GM and CTR’s Salton Sea venture marks a shift to responsible lithium production
Earlier this month, General Motors announced a “strategic investment and commercial collaboration” with Controlled Thermal Resources (CTR) to procure lithium from Southern California’s Salton Sea, said to hold a third of the world’s supply in lithium, through a relatively new process that seeks to minimize the environmental impacts of traditional lithium mining.
While the battery-electric vehicles (BEV) that will ultimately benefit from this partnership produce no major environmental impacts locally, the same isn’t necessarily true of lithium mining strategies. The most common processes involve hogging the stuff out of the earth in surface mines to process ore or pumping underground brine into evaporation ponds before processing off the remaining mixture of heavy metals and salts to extract the lithium. GM’s SoCal investment isn’t significant simply because the OEM is securing its own vertical in battery production; it’s a major step in the right direction for the lithium mining industry to address its most glaring hypocrisy: the environmental casualties of its processes.
If you spend any amount of time on social media, no doubt you’ve seen the photos of the stair-stepped craters in Australia and China. Surface mining (also called “hard rock” or “open pit” mining) is nothing new: stripping the land in a methodical dig that chases ore veins by cutting down to them from above instead of boring into the land with underground mining. The process can be fast and affordable, and compared to underground mining it’s also much safer for workers.
However, there’s nothing environmentally protective about erasing whole hilltops. The regions where lithium tends to collect—usually around areas of historical volcanic activity and marble formation—are often in barren and arid parts of the world, so the average person won’t become aware of the dramatic consequences until they come across an image in the news or in some weaponized meme; but a lack of public awareness hardly removes the need for sustainable practices with minimal environmental impacts.
As an alternative to surface mining, companies have chosen to pump underground brine—salt water that is rich in various precious minerals—into giant above-ground pools. Over the course of months, depending on temperature and rainfall, the water evaporates, leaving behind salts that are rich in potassium, manganese, and borax. Lithium, ironically, is still very sparse in the remaining salts, only accounting for a few percent of the total materials processed out of the brine. Another disadvantage of this process is that it demands vast amounts of water: Evaporation pools in Chile account for 65 percent of the region’s water usage. Those pools can also leech these materials—the mined salts and the acids used to separate them— back into topsoil, causing problems for local populations and ecosystems. And have we talked about the land use yet? To promote evaporation, the pools must be large and shallow, with maximum surface area to absorb sunlight.

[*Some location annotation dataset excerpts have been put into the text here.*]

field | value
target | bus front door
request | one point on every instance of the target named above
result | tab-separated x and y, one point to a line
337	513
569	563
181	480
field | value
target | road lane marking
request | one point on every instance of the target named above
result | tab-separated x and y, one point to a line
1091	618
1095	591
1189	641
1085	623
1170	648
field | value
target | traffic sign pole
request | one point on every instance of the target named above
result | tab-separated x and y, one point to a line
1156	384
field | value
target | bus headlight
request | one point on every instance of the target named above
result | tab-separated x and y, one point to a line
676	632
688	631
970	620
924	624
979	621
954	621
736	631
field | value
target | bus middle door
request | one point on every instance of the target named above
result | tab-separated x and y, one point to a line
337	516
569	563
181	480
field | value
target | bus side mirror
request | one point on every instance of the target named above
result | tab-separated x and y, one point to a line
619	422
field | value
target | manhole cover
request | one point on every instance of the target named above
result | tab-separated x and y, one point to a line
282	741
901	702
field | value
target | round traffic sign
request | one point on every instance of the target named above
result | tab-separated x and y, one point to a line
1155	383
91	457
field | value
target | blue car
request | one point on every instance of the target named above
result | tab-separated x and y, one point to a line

While the evaporation process isn’t nearly as costly to the earth as surface mining is, it’s a highly inefficient method if you’re primarily interested in harvesting lithium. These pools can’t reliably support future demand for lithium, which is sure to be voracious, and they still require more real estate than the direct-extraction method that GM and CTR are exploring.
Direct Lithium Extraction (DLE) is essentially a closed-loop brine system that replaces the evaporation ponds with a manufacturing process to separate lithium from the brine before injecting the spent brine it back into the ground to support further extraction. That re-injection of the brine is what makes this process unique; that excess water isn’t being evaporated off while local resources are simultaneously sucked dry to support the pumping of those evaporation ponds. Eliminating the ponds means that DLE facilities won’t have a massive footprint, since underground drilling and pumping have minimal impact at the surface.
This investment isn’t just about the mining of lithium, either. GM and CTR are lining up every bird they can throw a stone at with the Hell’s Kitchen operation, which will also produce geothermal steam power. We need to mine lithium and we need a more robust power-generation infrastructure to charge it, and this SoCal operation offers a promising solution to this sustainability paradox. The Salton Sea is an active geothermal area, meaning that high temperatures below the surface create a significant amount of steam pressure, which can be harnessed during the brine extraction to drive turbine-generators while the liquid brine is processed for lithium. While geothermal energy production is already common around the Salton Sea, none of it has been yet adapted for mining.
GM and CTR aren’t the only players in DLE mining—Tesla is chasing similar mining processes—but the two are among the first OEMs to commit to the technology at this scale. We’re excited to see the fruits of the venture.